Los escape room para 2 personas pueden tener muchos factores positivos.

Comencemos por los puzles, totalmente innovadores, dinámicos y, sobre todo, entretenidos, en los que ambas personas tengan que formar parte de manera totalmente activa y simultáneamente (no colocando unos códigos, por ejemplo, en los que uno los coloca y el otro mira y ayuda desde la pasividad). No es descabellado pensar en muchísimos puzles originales, quizá uno guiar al otro por un laberinto puesto que este mismo se encuentra en una posición más elevada y puede verlo con mayor claridad, tener que poner combinaciones de forma simultánea en una sala para poder abrir cierta puerta, o quizá dos ataúdes en los cuales uno tenga las soluciones del otro y viceversa (son cientos los rompecabezas que se nos pueden venir a la cabeza).

Otro punto muy importante a tener en cuenta es la vergüenza. Seamos críticos, mucha gente no se desenvuelve bien, (o al menos, no de la mejor manera que podría) por vergüenza (quizá no se meten en el papel como lo harían o no se desenvuelven con soltura, puesto que hay gente con las que no mantiene una estrecha relación, quizá). En este caso la vergüenza se disiparía por completo, quedando así dos individuos unidos por “X” o “Y” que actuarían de forma totalmente natural, sin miedo alguno a burlas o bromas y metiéndose muchísimo más en la ambientación propuesta, llegando así a pasárselo mucho mejor.
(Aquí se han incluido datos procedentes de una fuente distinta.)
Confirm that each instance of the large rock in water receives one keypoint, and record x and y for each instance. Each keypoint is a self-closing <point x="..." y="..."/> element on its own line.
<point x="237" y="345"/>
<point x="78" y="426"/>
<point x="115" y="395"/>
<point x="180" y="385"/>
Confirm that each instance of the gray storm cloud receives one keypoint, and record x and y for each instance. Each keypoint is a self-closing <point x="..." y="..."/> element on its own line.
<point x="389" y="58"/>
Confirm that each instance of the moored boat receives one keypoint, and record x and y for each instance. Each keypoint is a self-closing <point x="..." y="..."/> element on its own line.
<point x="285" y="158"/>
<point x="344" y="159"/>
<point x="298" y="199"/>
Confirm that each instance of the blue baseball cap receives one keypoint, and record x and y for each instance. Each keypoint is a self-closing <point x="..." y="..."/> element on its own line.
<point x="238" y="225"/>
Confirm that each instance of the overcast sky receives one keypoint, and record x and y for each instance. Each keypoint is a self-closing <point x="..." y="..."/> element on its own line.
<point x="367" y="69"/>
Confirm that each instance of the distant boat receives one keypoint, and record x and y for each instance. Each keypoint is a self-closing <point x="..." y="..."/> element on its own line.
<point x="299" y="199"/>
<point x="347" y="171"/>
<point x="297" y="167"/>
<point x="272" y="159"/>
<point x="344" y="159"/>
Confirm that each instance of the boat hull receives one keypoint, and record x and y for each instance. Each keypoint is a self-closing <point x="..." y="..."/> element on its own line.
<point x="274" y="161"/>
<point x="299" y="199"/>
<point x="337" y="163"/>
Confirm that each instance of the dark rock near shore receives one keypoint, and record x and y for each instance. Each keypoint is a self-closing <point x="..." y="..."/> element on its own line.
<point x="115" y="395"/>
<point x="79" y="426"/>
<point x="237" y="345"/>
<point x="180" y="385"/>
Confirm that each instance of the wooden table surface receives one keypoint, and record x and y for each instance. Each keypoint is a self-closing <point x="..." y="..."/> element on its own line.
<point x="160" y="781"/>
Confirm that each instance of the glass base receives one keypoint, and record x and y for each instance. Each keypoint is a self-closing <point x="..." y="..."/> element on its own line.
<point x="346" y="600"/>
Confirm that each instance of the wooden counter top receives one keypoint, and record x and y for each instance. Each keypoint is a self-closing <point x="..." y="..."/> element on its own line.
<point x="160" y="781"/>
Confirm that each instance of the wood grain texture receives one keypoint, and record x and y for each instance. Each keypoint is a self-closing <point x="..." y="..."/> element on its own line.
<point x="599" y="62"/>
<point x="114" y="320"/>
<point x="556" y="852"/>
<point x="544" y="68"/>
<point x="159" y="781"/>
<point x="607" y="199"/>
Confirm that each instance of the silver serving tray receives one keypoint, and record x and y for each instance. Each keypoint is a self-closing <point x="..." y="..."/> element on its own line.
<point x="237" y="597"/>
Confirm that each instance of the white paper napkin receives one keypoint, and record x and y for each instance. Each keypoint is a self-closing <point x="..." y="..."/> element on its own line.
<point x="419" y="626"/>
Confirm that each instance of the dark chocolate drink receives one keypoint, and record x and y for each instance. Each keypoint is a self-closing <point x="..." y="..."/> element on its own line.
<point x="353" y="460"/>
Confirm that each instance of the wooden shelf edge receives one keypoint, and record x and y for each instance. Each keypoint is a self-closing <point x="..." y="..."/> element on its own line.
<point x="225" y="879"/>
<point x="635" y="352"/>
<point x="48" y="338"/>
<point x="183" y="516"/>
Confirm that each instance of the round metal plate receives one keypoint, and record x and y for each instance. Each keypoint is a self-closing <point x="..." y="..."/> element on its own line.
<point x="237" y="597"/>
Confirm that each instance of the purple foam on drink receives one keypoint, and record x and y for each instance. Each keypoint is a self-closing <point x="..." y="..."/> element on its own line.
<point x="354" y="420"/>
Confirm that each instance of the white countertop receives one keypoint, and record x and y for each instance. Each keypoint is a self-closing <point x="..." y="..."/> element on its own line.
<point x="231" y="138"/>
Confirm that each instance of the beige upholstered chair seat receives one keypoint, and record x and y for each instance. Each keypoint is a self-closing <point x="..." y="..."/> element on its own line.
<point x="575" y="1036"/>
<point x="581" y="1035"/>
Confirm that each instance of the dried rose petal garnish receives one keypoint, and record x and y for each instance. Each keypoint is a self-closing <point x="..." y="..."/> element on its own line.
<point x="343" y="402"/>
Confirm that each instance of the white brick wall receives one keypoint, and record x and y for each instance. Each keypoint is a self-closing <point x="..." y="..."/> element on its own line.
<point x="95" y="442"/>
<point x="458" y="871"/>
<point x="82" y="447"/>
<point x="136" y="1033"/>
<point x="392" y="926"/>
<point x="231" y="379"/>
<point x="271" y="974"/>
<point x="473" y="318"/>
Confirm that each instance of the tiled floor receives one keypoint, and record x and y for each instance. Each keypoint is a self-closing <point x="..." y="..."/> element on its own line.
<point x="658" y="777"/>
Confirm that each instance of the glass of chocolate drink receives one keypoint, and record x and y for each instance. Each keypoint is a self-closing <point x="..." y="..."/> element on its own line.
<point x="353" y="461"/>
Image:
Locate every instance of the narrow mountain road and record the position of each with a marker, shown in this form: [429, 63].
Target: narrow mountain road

Un último punto a tratar es quizá la dificultad, puesto que muchos os preguntaréis por la misma, ya que estamos hablando de dos personas, ni más, ni menos. Obviamente y como cabría esperar, esa dificultad se adaptaría a dos personas, quizá alargando el tiempo, y lo que un grupo más grande podría desarrollarlo en una hora, se haría en dos, o simplemente, bajando la dificultad de los niveles, de modo que el tiempo propuesto sea perfecto para poder desenvolverte en la sala y finalmente, saliendo de la misma.

Quizá os guste jugar con más gente, pero… ¿Por qué no os animáis a hacer una sala para dos? Seguro, no os arrepentiréis.